In its approach to accommodating COVID-19 health and safety protocols, Henderson said, the division has been more focused on what it can do rather than what it cannot.

This includes shifting away from wind instruments and purchasing equipment, such as guitars, horn covers and spit collectors; expanding existing programs, like fiddle and ukulele, to new schools, and adding news ones such as tap dance.

Henderson said these expenses are being covered by the budget savings the division acquired when schools shut down in spring.

The school division will also be expanding its use of Channel 7 Oaks, a broadcast media program at Maples Collegiate, often used to stream events at the Seven Oaks Performing Arts Centre.

Photo by Sydney Hildebrandt
Tyler Yip, divisional teacher team lead for music and the arts, stands in the Seven Oaks Performing Arts Centre theatre, where the capacity has been temporarily reduced.
Photo by Sydney Hildebrandt Tyler Yip, divisional teacher team lead for music and the arts, stands in the Seven Oaks Performing Arts Centre theatre, where the capacity has been temporarily reduced.

SOPAC will look different this year, as well.
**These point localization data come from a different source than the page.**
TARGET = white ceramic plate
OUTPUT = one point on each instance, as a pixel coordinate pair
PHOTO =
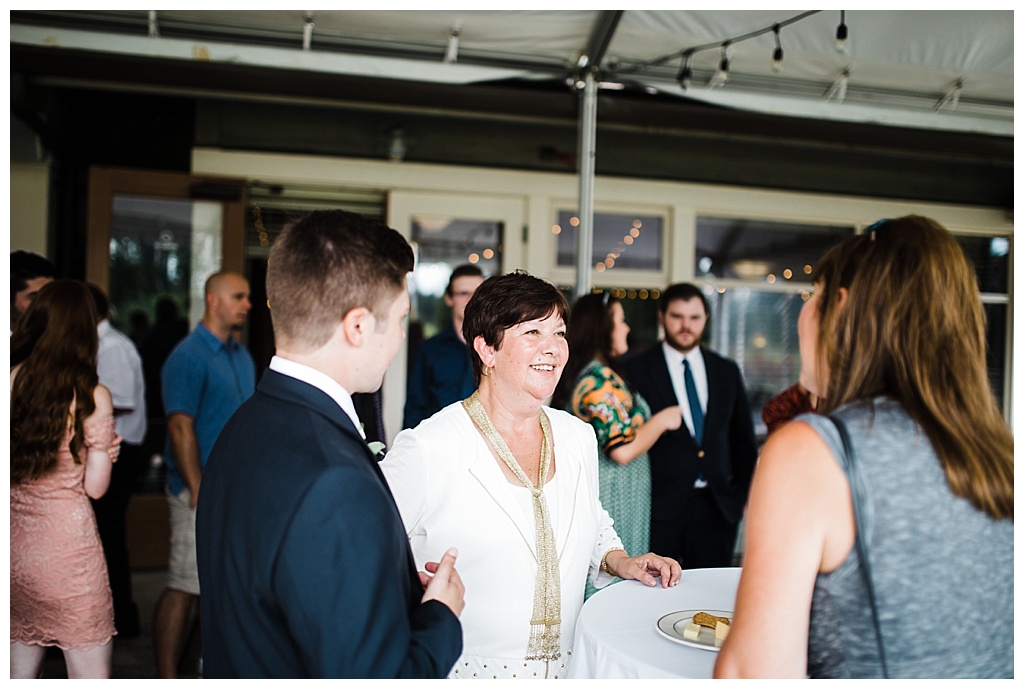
(671, 627)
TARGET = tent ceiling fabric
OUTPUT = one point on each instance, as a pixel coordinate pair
(900, 63)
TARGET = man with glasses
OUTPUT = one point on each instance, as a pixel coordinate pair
(441, 373)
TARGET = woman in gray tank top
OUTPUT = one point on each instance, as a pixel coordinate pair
(893, 343)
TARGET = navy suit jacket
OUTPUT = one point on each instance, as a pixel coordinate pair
(304, 565)
(729, 448)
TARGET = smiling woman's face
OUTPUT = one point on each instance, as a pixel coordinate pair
(531, 357)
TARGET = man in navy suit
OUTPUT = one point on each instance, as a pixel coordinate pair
(700, 473)
(304, 564)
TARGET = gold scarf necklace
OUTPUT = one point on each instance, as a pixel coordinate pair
(545, 625)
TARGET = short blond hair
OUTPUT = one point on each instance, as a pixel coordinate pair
(327, 264)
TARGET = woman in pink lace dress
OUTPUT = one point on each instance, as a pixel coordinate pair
(61, 429)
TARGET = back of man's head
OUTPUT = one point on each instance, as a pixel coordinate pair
(327, 264)
(685, 292)
(25, 266)
(464, 270)
(102, 303)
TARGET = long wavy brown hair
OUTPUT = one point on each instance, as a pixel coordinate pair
(912, 328)
(54, 342)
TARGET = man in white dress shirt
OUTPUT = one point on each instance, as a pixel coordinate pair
(120, 369)
(701, 472)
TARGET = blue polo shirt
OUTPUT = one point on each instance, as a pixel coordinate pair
(207, 380)
(441, 375)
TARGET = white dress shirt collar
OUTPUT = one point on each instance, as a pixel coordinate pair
(674, 359)
(321, 381)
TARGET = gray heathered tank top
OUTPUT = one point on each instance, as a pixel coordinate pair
(943, 571)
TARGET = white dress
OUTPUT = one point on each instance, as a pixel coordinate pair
(451, 491)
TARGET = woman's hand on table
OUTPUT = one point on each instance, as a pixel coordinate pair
(645, 568)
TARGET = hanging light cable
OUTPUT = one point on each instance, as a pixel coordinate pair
(776, 57)
(307, 31)
(842, 34)
(685, 76)
(950, 99)
(837, 91)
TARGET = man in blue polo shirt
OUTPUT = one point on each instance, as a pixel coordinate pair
(205, 380)
(441, 373)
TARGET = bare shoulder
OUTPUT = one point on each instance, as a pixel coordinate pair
(796, 448)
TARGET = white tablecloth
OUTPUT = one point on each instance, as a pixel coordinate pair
(615, 636)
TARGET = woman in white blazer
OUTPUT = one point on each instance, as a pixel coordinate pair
(469, 477)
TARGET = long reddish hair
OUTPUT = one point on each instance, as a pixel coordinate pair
(54, 342)
(913, 329)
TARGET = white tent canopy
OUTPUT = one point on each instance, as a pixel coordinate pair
(933, 70)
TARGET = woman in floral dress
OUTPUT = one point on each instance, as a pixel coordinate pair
(593, 389)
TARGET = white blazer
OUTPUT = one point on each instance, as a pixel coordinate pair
(451, 491)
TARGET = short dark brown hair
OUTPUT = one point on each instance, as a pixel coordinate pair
(327, 264)
(685, 292)
(464, 270)
(504, 301)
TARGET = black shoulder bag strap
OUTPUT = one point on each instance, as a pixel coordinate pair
(857, 494)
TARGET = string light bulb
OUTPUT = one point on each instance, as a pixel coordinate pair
(842, 34)
(722, 76)
(776, 57)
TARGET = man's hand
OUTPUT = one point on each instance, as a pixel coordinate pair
(645, 567)
(443, 584)
(115, 449)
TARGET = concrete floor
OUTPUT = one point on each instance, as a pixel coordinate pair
(133, 658)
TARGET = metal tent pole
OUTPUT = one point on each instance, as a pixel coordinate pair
(585, 232)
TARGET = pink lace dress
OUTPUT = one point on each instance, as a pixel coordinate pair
(59, 592)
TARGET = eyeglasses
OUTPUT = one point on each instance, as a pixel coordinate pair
(876, 225)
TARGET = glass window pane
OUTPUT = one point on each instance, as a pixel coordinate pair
(762, 251)
(995, 335)
(758, 330)
(440, 245)
(990, 256)
(161, 249)
(632, 242)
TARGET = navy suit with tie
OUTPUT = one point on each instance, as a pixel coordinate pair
(697, 525)
(304, 563)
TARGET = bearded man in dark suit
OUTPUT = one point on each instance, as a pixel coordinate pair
(303, 560)
(700, 473)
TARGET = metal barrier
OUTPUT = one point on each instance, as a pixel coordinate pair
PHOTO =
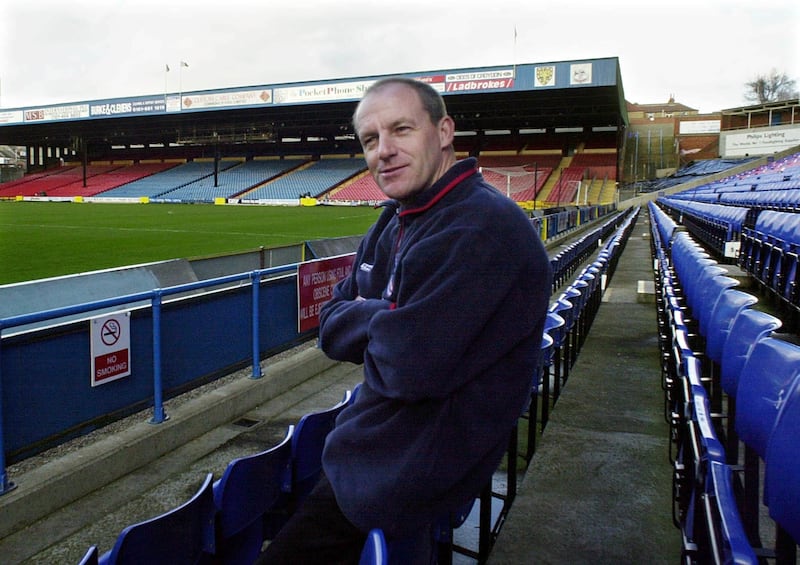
(155, 297)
Masks are mandatory in the theatre and the maximum capacity has been reduced from 526 to 100.

Performances will continue to happen, though they will be downsized, according to Tyler Yip, the divisional teacher team lead for music and the arts.

He added that the division has been following guidance from the Manitoba Music Educators’ Association.

“I am hopeful that it doesn’t impact (students) in a negative way. Because for me, as a music leader in our division, I think it’s important that we are doing music,” Yip said.